報告書の作成時間が3分の1まで削減され、顧客満足度も向上

報告書でも効率化できた。かつては自治体関連の解体工事はあまりしていなかったが、業務拡大に伴って件数が増えてきた。自治体の場合、写真付き報告書の提出が必要だが、10~20ページのものを以前は表計算ソフトで作成していた。写真をフォルダから探し、シートへ張り付け、サイズを変えたりする作業が伴うため、報告書作成だけで1時間以上かかることもあった。
ANDPADなら写真と報告書が連動しているため、コメントを入れるだけで完成するので、所要時間がおよそ3分の1まで減った。
個人のお客様からの依頼でも「どういう工事をしたのか確認したい」というニーズがある。工事の流れを全て撮影し報告書に写真を付けて渡すと喜んでもらえ、顧客満足度の向上にもつながっている。

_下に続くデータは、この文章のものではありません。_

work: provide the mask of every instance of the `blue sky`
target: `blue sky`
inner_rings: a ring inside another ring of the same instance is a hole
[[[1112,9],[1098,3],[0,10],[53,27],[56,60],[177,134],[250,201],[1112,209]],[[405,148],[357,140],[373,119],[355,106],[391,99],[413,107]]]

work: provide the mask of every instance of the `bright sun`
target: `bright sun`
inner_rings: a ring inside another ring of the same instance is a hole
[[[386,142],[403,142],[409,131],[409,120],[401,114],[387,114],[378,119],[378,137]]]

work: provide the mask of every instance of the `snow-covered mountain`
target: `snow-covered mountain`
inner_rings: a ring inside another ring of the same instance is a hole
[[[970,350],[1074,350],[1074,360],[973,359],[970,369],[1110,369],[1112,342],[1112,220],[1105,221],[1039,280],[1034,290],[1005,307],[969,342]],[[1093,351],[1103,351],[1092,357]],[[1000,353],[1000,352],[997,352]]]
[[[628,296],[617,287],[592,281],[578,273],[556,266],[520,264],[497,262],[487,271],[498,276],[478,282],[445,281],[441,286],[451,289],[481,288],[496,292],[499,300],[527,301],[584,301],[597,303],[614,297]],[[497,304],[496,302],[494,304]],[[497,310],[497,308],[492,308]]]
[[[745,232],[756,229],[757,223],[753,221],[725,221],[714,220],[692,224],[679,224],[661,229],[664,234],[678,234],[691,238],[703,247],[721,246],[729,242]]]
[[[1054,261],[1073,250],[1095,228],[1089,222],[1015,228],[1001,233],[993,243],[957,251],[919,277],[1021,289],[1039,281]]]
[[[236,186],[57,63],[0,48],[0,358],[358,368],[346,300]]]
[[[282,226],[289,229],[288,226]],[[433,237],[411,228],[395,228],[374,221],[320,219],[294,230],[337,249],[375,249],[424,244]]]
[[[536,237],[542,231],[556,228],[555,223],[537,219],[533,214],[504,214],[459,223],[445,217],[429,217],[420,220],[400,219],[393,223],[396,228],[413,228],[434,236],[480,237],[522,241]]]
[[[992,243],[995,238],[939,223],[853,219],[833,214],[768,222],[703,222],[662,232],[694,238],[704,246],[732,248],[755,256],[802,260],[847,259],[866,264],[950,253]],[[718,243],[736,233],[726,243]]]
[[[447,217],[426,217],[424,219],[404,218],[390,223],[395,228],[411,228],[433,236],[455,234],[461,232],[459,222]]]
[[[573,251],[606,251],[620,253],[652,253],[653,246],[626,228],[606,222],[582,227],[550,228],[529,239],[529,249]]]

ANDPAD導入以前、3~4年前から受注が増える中でクレームが生じやすくなっていた。協力会社が不足し、初めて仕事を任せる会社も増えてきたことで品質管理が難しくなりクレームにつながっていたのだ。最近は優良な協力会社が集まり、ANDPADの活用にも協力的なおかげで、クレームがかなり減った。
今後の課題は、協力会社にもっとANDPADを使ってもらうことだ。出身者の3社が中心でANDPADを利用しているが、若い人たちが多い会社で特に説明会などを開かずとも積極的に導入してくれたが、まだ使用頻度が低い協力会社もいる。「今後はANDPADを使ってもらうことが、工事を円滑に進めていく上での協力会社の選定条件になってくるかもしれません」と木船様は話す。
解体工事の担当割合は自社の社員と協力会社でおよそ1対3と、協力会社の方が多い。旺盛な需要に対して社員だけではまかなえないという事情もさることながら、大手ハウスメーカーの案件は、品質や守秘義務などの観点から契約に縛りがあり、社員や登録企業だけしか参加できない。そのため大手ハウスメーカーの案件は社員が担い、その他の案件はほぼ協力会社に外注している。
ただし、外注比率が高まると利益率が伸びないため、内製化を進めて、いずれは自社施工の比率を半分くらいまで増やしたいというのが目標だ。その中で、社員を増やしながら品質管理の向上と業務効率化を両立するため、ANDPADの活用の幅を広げていくと展望を語った。